Aromobates tokuko
- Conservation status: Vulnerable (IUCN 3.1)

Scientific classification
- Kingdom: Animalia
- Phylum: Chordata
- Class: Amphibia
- Order: Anura
- Family: Aromobatidae
- Genus: Aromobates
- Species: A. tokuko
- Binomial name: Aromobates tokuko Rojas-Runjaic, Infante-Rivero, and Barrio-Amorós, 2011

= Aromobates tokuko =

- Genus: Aromobates
- Species: tokuko
- Authority: Rojas-Runjaic, Infante-Rivero, and Barrio-Amorós, 2011
- Conservation status: VU

Species of frog

Aromobates tokuko, or Perija's nurse frog, is a frog. It is endemic to Zulia, Venezuela.

==Habitat==
This diurnal frog lives in riparian habitats in basomontane forests and in evergreen forests at higher elevations on the east side of Sierra de Perijá. Most of the sites where this frog has been observed are near indigenous villages. Scientists have observed the frog 419–1,005 m above sea level.

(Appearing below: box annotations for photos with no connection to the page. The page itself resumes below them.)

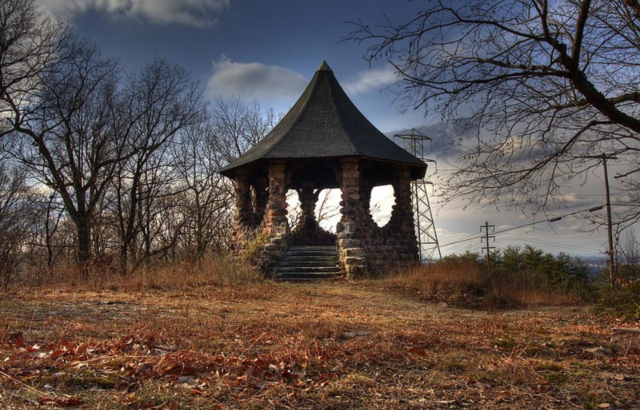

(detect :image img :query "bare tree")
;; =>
[0,0,69,138]
[349,0,640,213]
[173,121,235,258]
[113,60,204,273]
[16,38,126,270]
[0,165,35,290]
[211,98,277,168]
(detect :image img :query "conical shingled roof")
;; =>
[220,62,427,178]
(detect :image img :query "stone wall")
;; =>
[337,159,419,278]
[230,157,419,278]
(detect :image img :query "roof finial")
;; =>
[318,60,333,72]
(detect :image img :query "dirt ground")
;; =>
[0,282,640,409]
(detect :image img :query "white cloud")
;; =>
[207,56,308,101]
[39,0,230,27]
[344,65,398,96]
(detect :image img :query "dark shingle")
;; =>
[220,62,426,177]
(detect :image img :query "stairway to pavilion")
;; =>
[274,245,340,282]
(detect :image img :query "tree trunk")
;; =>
[75,215,91,280]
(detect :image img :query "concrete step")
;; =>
[276,258,338,268]
[273,246,339,282]
[273,272,336,282]
[276,266,338,273]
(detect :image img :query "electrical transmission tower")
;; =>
[394,129,442,262]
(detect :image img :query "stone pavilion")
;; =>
[220,62,427,278]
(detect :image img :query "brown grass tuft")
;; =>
[381,261,577,308]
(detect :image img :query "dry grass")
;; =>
[380,262,577,308]
[0,262,640,410]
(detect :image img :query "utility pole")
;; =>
[480,222,496,270]
[585,154,618,291]
[394,129,442,262]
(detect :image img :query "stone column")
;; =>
[265,160,289,235]
[235,169,254,233]
[390,166,419,261]
[337,158,367,279]
[254,177,269,224]
[360,177,373,223]
[298,181,318,229]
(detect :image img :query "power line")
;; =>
[440,205,604,248]
[504,233,602,255]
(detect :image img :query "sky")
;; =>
[37,0,624,257]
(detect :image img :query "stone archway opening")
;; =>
[315,188,342,234]
[288,163,339,246]
[369,185,396,228]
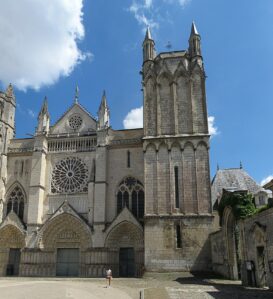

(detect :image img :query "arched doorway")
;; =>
[223,207,238,280]
[105,221,144,277]
[39,213,92,276]
[0,225,25,276]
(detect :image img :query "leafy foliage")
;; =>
[218,192,257,220]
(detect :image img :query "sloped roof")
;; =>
[211,168,263,209]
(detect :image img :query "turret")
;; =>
[98,91,110,130]
[142,27,156,63]
[0,84,16,223]
[37,97,50,134]
[189,22,202,58]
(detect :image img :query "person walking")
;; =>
[106,268,112,288]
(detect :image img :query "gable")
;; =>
[50,103,97,134]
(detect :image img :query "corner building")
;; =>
[0,24,213,277]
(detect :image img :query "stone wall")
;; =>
[241,208,273,289]
[144,216,213,271]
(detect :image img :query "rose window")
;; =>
[68,115,82,130]
[51,157,88,193]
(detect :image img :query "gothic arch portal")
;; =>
[38,213,92,251]
[223,207,239,280]
[0,224,25,248]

Almost all of the frog's known range overlaps with Sierra de Perijá National Park.

==Reproduction==
The male frog calls to female frogs during the day from a hiding place beneath a rock or inside a rotting log. Scientists saw tadpoles in pools associated with the same streams where the adults were found. Scientists infer that the rest of the reproductive process takes place in the same manner as in other frogs in Aromobates: The female frog lays eggs in leaf litter and, after the eggs hatch, the male frog carries the tadpoles to water.

==Threats==
The IUCN classifies this frog as vulnerable to extinction. Much of its range is within a protected park, but it is subject to some habitat loss in favor of large cocoyam plantations. The frog has been observed living on traditional shade coffee farms, so scientists infer it can tolerate some habitat disturbance.

==Original publication==
- Rojas-Runjaic FJM (2011). "A new frog of the genus Aromobates (Anura, Dendrobatidae) from Sierra de Perija, Venezuela."